I know this holds if $k = 2$, but I want to know in general.
I've tried to prove it by induction but it looks like hard work…
Best Answer
We show that under the non-standard definition of fully independent events given in the post, the desired result is not true. We then give a standard definition of fully independent events, and show that under this definition the desired result is true.
A counterexample: We toss a fair coin. Assume that the possible events are $A_1$, the coin rolls around forever (probability $0$), $A_2$, we get a head (probability $1/2$) and $A_3$, we get a tail (probability $1/2$). It is easy to verify that under the definition of fully independent given in the post, the sequence $A_1, A_2, A_3$ is fully independent. But $A_2^c$ and $A_3^c$ are not independent, for $P(A_2^c\cap A_3^c)=0$, but $P(A_2^c)P(A_3^c)=1/4$. It is also easy to verify that the sequence $A_1^c, A_2^c, A_3^c$ is not fully independent.
A proof: We first give a standard definition of full independence. The events $A_1,A_2,\dots, A_n$ are fully independent if, whenever $B_1, B_2, \dots B_k$ are distinct $A_i$, $$P(B_1\cap B_2 \cap \cdots \cap B_k)=P(B_1)P(B_2)\cdots P(B_k).$$ We show that if $A_1, A_2, \dots, A_n$ are fully independent, then so are $A_1^c,A_2^c,\dots, A_n^c$.

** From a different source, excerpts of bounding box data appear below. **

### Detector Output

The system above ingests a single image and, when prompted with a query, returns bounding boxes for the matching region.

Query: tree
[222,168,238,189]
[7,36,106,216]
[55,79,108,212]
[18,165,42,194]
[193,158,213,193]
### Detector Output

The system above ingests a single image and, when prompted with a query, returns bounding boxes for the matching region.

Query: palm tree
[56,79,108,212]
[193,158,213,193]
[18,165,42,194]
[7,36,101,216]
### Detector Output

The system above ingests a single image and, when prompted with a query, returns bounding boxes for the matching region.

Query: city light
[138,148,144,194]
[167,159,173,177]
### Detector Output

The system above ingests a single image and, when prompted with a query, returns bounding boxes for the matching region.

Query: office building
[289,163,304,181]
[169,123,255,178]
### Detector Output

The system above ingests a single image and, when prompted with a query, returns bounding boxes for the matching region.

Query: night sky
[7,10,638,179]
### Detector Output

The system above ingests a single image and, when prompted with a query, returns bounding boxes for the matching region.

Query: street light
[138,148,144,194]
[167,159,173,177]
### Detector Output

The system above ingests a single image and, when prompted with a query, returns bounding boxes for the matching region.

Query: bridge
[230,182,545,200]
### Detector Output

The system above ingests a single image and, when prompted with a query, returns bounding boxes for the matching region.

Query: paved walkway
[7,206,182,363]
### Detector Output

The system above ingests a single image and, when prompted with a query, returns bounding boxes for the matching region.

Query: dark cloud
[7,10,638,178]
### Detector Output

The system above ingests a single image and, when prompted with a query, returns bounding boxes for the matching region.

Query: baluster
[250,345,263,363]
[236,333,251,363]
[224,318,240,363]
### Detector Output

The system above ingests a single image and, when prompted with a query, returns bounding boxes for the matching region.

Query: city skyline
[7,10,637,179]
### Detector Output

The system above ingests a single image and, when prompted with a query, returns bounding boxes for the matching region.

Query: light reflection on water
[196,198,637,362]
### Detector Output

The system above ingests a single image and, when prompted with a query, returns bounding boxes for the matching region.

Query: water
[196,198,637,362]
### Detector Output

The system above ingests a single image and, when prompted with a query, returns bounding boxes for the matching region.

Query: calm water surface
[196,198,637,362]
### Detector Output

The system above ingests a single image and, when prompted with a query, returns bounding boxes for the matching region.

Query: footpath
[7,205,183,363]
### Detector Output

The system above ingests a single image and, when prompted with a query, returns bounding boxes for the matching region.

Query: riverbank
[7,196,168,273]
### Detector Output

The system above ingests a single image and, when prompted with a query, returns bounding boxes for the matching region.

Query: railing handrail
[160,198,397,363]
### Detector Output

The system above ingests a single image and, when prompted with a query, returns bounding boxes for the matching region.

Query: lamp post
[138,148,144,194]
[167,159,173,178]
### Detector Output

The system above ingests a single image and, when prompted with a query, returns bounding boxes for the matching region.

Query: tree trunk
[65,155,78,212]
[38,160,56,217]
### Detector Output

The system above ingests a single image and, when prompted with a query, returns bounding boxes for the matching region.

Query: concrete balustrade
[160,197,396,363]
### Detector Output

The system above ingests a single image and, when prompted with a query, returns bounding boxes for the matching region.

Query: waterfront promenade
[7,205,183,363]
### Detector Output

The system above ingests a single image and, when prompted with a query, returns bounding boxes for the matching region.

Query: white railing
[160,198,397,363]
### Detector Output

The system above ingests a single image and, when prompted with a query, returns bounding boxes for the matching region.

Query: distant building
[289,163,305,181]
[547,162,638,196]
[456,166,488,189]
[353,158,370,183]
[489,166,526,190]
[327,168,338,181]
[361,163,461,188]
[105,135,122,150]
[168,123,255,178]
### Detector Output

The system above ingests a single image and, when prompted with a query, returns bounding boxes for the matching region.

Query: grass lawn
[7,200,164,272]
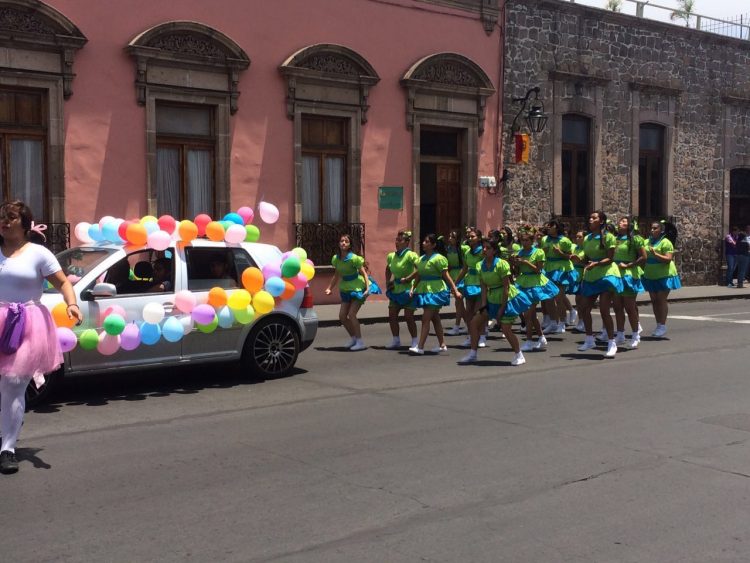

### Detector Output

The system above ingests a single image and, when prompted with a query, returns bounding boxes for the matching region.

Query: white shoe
[385,336,401,350]
[458,350,477,364]
[510,352,526,366]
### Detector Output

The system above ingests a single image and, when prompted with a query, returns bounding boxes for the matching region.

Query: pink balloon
[174,289,198,313]
[258,201,279,225]
[237,207,255,225]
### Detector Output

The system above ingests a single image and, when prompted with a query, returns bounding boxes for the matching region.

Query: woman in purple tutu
[0,201,83,473]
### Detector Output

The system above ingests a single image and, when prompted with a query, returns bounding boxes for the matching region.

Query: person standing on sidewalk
[325,235,370,352]
[0,201,83,474]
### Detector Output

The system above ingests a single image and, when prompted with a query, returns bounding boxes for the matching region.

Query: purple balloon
[190,304,216,325]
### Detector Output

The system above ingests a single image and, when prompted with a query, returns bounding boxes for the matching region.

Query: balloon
[120,323,141,352]
[177,220,198,242]
[195,213,211,237]
[258,201,279,225]
[141,301,164,324]
[253,291,276,315]
[245,225,260,242]
[156,215,177,235]
[146,231,172,251]
[216,307,234,328]
[102,313,125,336]
[161,317,185,342]
[141,323,161,346]
[174,289,197,313]
[78,328,99,350]
[281,254,300,278]
[74,221,94,244]
[242,266,263,293]
[224,223,247,244]
[96,332,120,356]
[203,287,227,308]
[232,305,255,325]
[125,223,148,246]
[237,206,255,224]
[57,326,78,352]
[190,305,216,325]
[227,289,251,311]
[206,221,224,242]
[222,213,245,226]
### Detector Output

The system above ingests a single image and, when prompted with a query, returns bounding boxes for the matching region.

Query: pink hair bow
[29,221,47,241]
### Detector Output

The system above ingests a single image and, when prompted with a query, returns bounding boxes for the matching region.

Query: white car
[36,239,318,404]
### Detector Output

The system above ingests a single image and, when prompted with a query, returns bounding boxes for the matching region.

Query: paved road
[0,300,750,563]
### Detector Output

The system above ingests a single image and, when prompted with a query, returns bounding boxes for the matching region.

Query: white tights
[0,375,30,452]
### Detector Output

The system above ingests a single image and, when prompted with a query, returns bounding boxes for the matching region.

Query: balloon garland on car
[51,201,315,355]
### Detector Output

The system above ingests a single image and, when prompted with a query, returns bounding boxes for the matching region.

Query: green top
[464,245,484,285]
[477,257,518,305]
[385,248,419,293]
[516,248,549,288]
[414,252,448,293]
[541,235,573,272]
[583,233,622,282]
[331,252,367,291]
[643,236,677,280]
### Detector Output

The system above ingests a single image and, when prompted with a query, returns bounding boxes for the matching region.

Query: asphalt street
[0,300,750,563]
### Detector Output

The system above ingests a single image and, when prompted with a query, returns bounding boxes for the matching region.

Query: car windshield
[44,247,114,293]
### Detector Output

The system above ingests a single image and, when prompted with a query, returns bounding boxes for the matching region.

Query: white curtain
[186,150,214,217]
[302,156,320,223]
[10,139,44,220]
[323,157,345,223]
[156,147,182,217]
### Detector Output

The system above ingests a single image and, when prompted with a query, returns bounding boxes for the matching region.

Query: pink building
[0,0,503,302]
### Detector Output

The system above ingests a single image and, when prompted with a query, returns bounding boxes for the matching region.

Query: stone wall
[503,0,750,284]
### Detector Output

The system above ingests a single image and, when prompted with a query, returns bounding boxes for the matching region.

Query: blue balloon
[141,323,161,346]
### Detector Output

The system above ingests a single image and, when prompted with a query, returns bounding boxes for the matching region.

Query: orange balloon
[177,220,198,242]
[52,303,76,328]
[242,266,264,295]
[208,287,227,309]
[206,221,224,242]
[125,223,148,246]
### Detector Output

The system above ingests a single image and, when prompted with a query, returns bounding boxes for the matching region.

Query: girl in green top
[642,221,682,338]
[578,211,622,358]
[385,230,419,350]
[325,235,370,352]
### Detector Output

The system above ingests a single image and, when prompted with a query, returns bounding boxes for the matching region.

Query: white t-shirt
[0,243,62,303]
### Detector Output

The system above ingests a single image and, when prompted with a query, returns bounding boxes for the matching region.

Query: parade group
[325,211,681,366]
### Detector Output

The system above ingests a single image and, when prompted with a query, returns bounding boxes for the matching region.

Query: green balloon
[78,328,99,350]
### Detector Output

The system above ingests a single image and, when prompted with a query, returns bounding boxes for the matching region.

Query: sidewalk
[315,285,750,327]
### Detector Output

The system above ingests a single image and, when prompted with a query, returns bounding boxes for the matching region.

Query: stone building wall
[503,0,750,284]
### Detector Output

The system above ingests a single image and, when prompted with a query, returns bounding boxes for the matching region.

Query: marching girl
[578,211,622,358]
[541,219,578,334]
[325,235,370,352]
[406,234,462,356]
[642,221,682,338]
[515,227,558,352]
[456,227,487,348]
[612,217,646,348]
[459,239,531,366]
[445,229,469,336]
[385,230,419,350]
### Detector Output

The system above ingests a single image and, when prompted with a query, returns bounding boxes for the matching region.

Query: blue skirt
[641,276,682,291]
[580,276,622,297]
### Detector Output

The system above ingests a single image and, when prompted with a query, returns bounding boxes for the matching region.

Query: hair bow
[29,221,47,242]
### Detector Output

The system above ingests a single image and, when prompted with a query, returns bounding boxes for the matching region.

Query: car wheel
[242,317,300,377]
[26,368,63,408]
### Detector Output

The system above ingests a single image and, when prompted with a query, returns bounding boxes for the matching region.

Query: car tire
[242,316,300,378]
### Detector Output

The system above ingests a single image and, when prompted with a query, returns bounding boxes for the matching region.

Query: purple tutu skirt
[0,303,63,387]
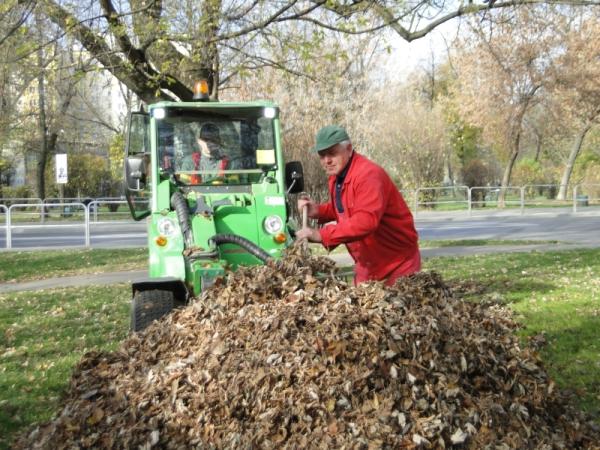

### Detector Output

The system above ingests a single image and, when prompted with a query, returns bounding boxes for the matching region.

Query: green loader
[124,94,304,331]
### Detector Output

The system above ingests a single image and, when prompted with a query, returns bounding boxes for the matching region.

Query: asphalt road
[0,209,600,249]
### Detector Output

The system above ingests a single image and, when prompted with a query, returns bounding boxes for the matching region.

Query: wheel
[131,289,175,331]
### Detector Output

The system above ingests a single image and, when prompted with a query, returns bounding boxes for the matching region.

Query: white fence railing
[0,184,600,248]
[0,199,148,249]
[410,184,600,215]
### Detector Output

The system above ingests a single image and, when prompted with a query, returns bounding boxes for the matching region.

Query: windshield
[157,109,275,185]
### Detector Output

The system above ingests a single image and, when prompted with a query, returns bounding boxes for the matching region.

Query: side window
[125,113,152,220]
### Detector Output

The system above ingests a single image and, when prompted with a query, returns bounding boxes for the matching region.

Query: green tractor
[125,94,304,331]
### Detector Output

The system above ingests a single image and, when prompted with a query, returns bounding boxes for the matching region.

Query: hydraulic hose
[171,191,194,248]
[210,234,272,263]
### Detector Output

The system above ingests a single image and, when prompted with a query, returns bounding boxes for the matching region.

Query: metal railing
[402,184,600,215]
[0,199,147,249]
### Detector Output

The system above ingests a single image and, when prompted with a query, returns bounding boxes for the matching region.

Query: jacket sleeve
[317,202,337,223]
[320,173,388,247]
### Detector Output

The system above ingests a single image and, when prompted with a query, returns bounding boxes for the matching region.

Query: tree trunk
[556,122,592,200]
[37,42,48,200]
[533,133,542,162]
[498,136,521,208]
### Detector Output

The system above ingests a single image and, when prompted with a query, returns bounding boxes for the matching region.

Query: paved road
[0,209,600,249]
[0,211,600,294]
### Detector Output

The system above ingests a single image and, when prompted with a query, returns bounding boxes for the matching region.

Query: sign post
[54,153,69,214]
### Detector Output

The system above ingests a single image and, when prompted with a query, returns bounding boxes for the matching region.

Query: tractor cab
[125,101,304,331]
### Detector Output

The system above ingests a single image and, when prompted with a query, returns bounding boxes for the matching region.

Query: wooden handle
[302,205,308,228]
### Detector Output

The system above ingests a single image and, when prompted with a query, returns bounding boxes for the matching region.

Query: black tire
[131,289,175,331]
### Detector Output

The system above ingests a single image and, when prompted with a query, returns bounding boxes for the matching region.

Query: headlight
[263,106,277,119]
[156,217,177,237]
[263,216,283,234]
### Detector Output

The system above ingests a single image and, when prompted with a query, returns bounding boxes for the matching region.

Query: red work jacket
[318,152,421,284]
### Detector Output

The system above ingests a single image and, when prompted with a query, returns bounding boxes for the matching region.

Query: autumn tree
[452,8,560,205]
[552,14,600,200]
[15,0,599,103]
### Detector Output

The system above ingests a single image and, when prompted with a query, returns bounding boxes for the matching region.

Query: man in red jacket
[296,125,421,285]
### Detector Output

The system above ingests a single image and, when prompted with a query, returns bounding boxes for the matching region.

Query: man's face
[318,144,352,176]
[198,138,219,158]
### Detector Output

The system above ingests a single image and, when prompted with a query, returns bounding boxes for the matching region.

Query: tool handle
[302,205,308,228]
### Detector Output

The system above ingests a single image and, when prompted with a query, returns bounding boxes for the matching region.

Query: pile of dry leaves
[16,246,600,449]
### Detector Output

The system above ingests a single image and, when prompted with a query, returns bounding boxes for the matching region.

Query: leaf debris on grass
[15,246,600,449]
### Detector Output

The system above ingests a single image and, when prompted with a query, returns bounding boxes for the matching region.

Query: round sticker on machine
[265,197,285,206]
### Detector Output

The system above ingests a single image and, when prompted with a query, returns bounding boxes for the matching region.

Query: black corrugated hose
[210,234,272,263]
[171,191,194,248]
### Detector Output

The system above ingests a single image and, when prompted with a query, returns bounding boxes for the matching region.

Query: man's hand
[296,227,322,242]
[298,197,319,219]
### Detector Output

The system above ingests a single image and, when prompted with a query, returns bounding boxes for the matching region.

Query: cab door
[124,112,152,220]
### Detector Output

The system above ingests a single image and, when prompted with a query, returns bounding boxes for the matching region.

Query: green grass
[0,248,148,283]
[0,284,131,448]
[419,239,560,248]
[424,249,600,423]
[0,248,600,449]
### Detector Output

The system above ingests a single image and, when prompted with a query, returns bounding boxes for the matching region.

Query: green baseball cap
[311,125,350,153]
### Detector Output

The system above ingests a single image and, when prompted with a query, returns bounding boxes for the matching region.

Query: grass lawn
[0,248,148,283]
[0,248,600,449]
[0,284,131,449]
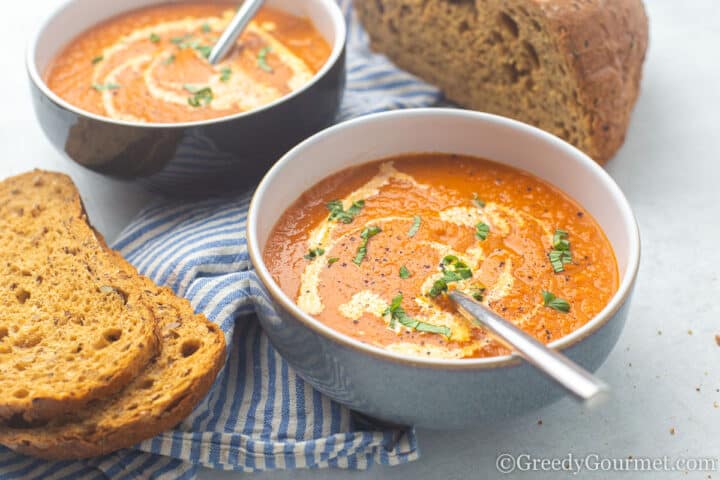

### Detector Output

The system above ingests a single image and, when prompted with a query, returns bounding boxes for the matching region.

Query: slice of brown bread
[354,0,648,163]
[0,171,159,423]
[0,249,225,459]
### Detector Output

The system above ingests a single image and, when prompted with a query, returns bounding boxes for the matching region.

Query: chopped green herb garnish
[548,229,572,273]
[183,84,213,107]
[473,193,485,208]
[258,47,273,73]
[170,33,212,58]
[220,67,232,82]
[326,200,365,223]
[303,247,325,260]
[383,294,451,337]
[475,222,490,240]
[408,215,421,237]
[428,255,472,298]
[93,83,120,92]
[542,290,570,313]
[353,227,382,266]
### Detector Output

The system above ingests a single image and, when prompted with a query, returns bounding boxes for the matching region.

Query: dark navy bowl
[27,0,346,196]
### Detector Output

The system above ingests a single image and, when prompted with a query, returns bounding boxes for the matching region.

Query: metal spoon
[208,0,263,65]
[449,290,609,403]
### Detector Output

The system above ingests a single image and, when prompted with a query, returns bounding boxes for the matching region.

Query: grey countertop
[7,0,720,480]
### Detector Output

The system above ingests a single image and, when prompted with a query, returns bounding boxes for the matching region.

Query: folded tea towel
[0,0,440,480]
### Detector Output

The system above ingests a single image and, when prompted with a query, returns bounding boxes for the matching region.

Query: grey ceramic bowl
[248,109,640,429]
[27,0,346,196]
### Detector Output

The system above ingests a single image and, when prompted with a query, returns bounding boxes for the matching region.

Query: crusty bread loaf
[0,268,225,460]
[0,171,159,423]
[355,0,648,163]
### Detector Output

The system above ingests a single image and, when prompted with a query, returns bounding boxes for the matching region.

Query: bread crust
[534,0,648,163]
[355,0,648,163]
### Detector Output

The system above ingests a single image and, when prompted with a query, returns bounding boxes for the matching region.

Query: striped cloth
[0,0,440,480]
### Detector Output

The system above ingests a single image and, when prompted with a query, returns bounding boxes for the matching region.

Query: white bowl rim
[25,0,347,129]
[247,108,640,369]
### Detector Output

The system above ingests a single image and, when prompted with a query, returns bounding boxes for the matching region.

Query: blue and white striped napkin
[0,0,441,480]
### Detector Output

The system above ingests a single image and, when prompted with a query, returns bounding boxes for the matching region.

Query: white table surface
[7,0,720,480]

There is a not difficult proof by induction. However, we prefer to avoid formal induction, in order to get a proof that has more symmetry. We need to prove that if $B_1, B_2, \dots B_k$ are distinct $A_i$, then $$P(B_1^c\cap B_2^c \cap \cdots \cap B_k^c)=P(B_1^c)P(B_2^c)\cdots P(B_k^c).$$
To save space, let $b_i=P(B_i)$. So we want to prove that $$P(B_1^c\cap B_2^c \cap \cdots \cap B_k^c)=(1-b_1)(1-b_2)\cdots (1-b_k).$$
Let $p$ be the probability on the left. Then $$1-p=P(B_1\cup B_2 \cup \cdots \cup B_k).$$ Thus, by the Principle of Inclusion/Exclusion, $$1-p=\sum_{i=1}^k b_i -\sum_{1 \le i <j}b_ib_j+\sum_{1 \le i <j<k}b_ib_jb_k-\cdots$$ and therefore $$p=1 -\sum_{i=1}^k b_i +\sum_{1 \le i <j}b_ib_j-\sum_{1 \le i <j<k}b_ib_jb_k+\cdots.$$ The right-hand side is just $(1-b_1)(1-b_2)\cdots (1-b_k)$. This completes the proof.